The car wouldn't stop stalling. Every time he tried to start it, it whined at him -- this pathetic, mewling whine, like a dog that was dying, one that you needed to go ahead and put down to relieve it from years and years of prolonged agony.
The Pacer -- chipped, red paint, bone white interior, bald tires -- crawled along as he scoped out names. Honeymead. Honeymead. Honeymead.
When he found the Market, he drove around it in circles, trying to find where he was supposed to drop off his car.
Call him cheap -- or call him frugal -- but the first thing he noticed about the auto shop was that it looked expensive.
Sometimes, people can walk into places and know they don't belong there.

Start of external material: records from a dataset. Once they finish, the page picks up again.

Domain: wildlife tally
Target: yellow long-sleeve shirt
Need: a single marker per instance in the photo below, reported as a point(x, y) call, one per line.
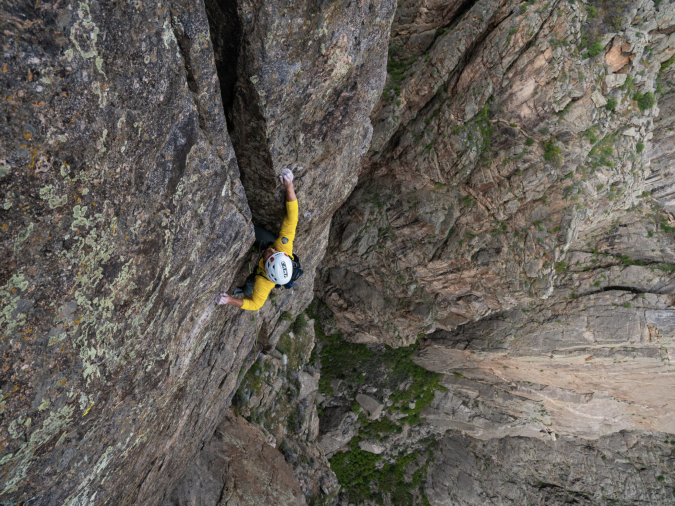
point(284, 243)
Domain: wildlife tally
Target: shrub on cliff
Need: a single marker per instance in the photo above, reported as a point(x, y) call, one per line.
point(595, 49)
point(645, 100)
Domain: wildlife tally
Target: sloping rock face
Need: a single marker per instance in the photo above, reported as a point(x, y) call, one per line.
point(591, 360)
point(237, 468)
point(122, 218)
point(492, 151)
point(123, 215)
point(625, 468)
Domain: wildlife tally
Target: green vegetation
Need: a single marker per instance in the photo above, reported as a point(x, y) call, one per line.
point(383, 367)
point(595, 49)
point(551, 151)
point(468, 201)
point(645, 100)
point(667, 63)
point(590, 135)
point(356, 470)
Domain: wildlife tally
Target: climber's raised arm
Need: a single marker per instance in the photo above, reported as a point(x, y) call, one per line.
point(275, 266)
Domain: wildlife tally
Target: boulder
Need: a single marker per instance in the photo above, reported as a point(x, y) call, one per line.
point(371, 405)
point(308, 384)
point(372, 447)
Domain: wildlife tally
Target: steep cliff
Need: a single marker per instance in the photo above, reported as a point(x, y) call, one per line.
point(124, 214)
point(486, 199)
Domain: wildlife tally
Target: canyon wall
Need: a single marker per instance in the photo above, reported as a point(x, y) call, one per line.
point(486, 199)
point(127, 207)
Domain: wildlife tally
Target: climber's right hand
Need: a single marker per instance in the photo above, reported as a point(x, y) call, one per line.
point(286, 177)
point(223, 299)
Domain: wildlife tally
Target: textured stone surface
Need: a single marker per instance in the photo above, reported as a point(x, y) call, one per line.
point(593, 359)
point(237, 468)
point(305, 81)
point(122, 217)
point(482, 172)
point(626, 468)
point(371, 405)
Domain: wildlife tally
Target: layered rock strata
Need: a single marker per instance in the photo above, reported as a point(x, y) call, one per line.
point(491, 152)
point(237, 467)
point(625, 468)
point(119, 227)
point(124, 216)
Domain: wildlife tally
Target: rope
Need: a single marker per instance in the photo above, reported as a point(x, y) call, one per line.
point(255, 318)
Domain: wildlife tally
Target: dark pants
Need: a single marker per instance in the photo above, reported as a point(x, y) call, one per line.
point(263, 240)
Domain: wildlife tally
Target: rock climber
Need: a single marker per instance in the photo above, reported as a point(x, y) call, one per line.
point(276, 265)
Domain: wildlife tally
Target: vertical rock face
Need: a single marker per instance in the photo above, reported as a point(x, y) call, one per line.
point(306, 77)
point(491, 152)
point(591, 360)
point(624, 468)
point(122, 217)
point(237, 467)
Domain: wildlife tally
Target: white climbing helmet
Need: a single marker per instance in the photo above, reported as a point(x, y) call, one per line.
point(279, 268)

When Courtney walked into the auto shop, saw the rat car hovering over in the corner, crouching like a black, shiny beetle, Courtney knew this was one of those street-manifestos that he didn't belong in. The buzz of a tattoo gun firing up, upstairs, the spike of cleanser, the professionalism, the grate floors, the red, leather couches. It was more like a show room than an auto shop. He was use to a different type of place -- smudged, gymnasium flooring, older grease monkeys, covered in motor oil, wearing baseball caps. East Coast, Carolina boys and girls in gray jumpsuits or with dip cups.
But this type of shop...
He could separate himself from the type of people who belonged in places like this -- car junkies, people who cared what they drove and where they drove it to, people who spat races off the blacks of their new tires, people who collected classics, people who invested their money into vehicles. It was like when he walked into Adrenaline Tattoo. He knew he didn't belong there, either. He knew he didn't belong there, the entire time he straddled the tattoo chair while Jesse leaned over his body, pumped his skin full of the only ink he owned.
He didn't live a hardcore lifestyle, and he wasn't looking to integrate into one. He wasn't the type who gauged his ears, dyed his hair red, put on black eyeliner, spent time doing drugs, who did time -- hard or soft.
The entire atmosphere gave him a bad feeling, made the hairs on the back of his neck stand up. He wrapped his fingers around the keys in his pocket and squeezed them tight, to focus his energy on something.
He stood at the counter, tapped the bell, waited.
The longer he waited, the more tense he felt.